Why do we consume so much sodium?  Just one teaspoon of salt contains 2,300 mg of sodium, so it adds up fast.  Americans typically eat about five teaspoons of salt a day, far more than what is healthy.  Most packaged or processed foods, especially smoked or cured meats and canned entrees are high in sodium.

Sodium also pops up in unexpected places, like cottage cheese, San Pelegrino sparkling water and Alka Seltzer.  Many water softeners remove iron from drinking water by adding salt.  The only way to be sure how much sodium is in what you are eating is to read the label.  Happily, the Federal government mandates clear labels on packaged foods that lists sodium content.  Be sure to consider the serving size on the label.  To my surprise, some of my favorite foods contain far more servings on the label than I ever accomplished at home!

There are good alternatives to that handy salt shaker.  Many experts guide low sodium newcomers away from specialty seasonings and suggest using the herbs and spices that most people have on hand already.  Eating fresh fruits and vegetables is a great way to shift your diet away from processed food and the associated salt.  Try not to add salt while cooking, and be sure to taste your food before you reach for the salt.

Over a short period of time most people find that they need less and less salt yet they continue to enjoy their food.  Now is the time to explore those spices gathered in the back of the cupboard!  Experiment with pepper, garlic, cumin, paprika, curry and cinnamon.  Celebrate the various ways to prepare potatoes and rice, maybe with a nice broiled salmon or chicken breast.
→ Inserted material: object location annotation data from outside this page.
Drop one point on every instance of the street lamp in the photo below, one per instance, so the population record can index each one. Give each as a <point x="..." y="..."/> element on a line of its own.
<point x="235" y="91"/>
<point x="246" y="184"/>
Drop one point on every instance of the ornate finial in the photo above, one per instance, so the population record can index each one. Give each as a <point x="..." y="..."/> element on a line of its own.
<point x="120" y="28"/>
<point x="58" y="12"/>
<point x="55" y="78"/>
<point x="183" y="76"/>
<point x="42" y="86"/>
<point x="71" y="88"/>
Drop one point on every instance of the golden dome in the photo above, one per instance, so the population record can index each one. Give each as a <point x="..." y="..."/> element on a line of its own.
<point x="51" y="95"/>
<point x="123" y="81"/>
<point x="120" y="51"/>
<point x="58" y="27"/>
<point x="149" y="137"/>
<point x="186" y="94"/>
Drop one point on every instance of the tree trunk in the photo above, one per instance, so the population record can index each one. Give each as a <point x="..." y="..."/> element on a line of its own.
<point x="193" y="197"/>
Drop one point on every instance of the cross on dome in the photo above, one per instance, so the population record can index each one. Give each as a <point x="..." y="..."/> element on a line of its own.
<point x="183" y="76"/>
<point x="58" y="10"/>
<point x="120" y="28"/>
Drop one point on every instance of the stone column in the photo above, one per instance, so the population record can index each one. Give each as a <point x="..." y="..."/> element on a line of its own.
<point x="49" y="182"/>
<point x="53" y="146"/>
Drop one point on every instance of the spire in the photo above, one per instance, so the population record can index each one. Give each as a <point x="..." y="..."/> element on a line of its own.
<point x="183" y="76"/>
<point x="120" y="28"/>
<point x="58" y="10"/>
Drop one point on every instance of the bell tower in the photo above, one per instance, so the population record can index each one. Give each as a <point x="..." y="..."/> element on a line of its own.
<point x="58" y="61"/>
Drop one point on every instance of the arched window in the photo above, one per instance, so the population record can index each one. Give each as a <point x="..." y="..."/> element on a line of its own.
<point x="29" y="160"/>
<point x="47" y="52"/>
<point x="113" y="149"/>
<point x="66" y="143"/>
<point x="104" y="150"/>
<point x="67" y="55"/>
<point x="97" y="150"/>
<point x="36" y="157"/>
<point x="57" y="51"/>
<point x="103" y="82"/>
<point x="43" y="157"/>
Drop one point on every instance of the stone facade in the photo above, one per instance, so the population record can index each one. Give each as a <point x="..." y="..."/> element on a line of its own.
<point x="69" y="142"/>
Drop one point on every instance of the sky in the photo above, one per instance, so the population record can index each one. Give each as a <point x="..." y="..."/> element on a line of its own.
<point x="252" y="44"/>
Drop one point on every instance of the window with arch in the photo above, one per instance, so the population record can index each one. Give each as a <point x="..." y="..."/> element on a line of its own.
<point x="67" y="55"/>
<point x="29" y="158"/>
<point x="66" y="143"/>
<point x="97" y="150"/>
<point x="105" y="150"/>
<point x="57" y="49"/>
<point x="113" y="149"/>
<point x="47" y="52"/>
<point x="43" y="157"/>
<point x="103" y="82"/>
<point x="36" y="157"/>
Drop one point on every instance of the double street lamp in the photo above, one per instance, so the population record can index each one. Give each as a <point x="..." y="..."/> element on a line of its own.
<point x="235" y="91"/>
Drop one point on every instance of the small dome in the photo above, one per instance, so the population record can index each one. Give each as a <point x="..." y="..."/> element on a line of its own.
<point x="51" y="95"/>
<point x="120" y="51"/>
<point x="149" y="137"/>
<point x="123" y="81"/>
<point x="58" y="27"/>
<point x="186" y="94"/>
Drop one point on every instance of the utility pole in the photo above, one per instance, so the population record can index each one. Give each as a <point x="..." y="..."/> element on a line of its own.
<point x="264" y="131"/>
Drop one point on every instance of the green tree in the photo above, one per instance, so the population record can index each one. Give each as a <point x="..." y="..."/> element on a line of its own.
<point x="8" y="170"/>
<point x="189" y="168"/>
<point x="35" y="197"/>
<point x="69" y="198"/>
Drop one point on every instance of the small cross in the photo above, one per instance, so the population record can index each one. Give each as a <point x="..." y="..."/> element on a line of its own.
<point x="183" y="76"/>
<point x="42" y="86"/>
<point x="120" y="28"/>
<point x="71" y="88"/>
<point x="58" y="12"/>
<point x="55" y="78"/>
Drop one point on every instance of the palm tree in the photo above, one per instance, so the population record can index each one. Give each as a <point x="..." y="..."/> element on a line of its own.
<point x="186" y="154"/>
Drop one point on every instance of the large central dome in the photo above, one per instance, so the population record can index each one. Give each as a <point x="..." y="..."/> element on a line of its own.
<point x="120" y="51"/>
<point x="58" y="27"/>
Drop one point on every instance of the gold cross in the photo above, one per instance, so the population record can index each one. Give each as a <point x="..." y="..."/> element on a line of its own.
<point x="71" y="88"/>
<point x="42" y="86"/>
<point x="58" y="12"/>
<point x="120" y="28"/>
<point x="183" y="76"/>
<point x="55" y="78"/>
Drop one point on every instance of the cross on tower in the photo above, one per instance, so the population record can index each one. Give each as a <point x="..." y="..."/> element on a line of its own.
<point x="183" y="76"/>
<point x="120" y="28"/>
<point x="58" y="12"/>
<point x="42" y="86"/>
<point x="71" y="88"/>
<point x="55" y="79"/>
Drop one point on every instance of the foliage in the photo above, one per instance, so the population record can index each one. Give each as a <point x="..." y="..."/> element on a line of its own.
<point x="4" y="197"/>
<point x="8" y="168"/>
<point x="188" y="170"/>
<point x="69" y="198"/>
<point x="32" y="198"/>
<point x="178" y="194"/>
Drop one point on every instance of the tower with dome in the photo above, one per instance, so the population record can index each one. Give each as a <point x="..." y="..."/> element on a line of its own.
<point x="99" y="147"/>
If you are dining out, ask that your food be prepared without additional salt.  Try to avoid hard cheeses, croutons, and bacon bits on your salad, and (of course) ask for your low sodium dressing on the side.  Avoid fast food to the degree possible.  Their food is loaded with salt!

With a little care and creativity, you can adjust your habits (and recipes) so that your sodium intake is much lower without sacrificing flavor or variety.  So get in the kitchen start cooking!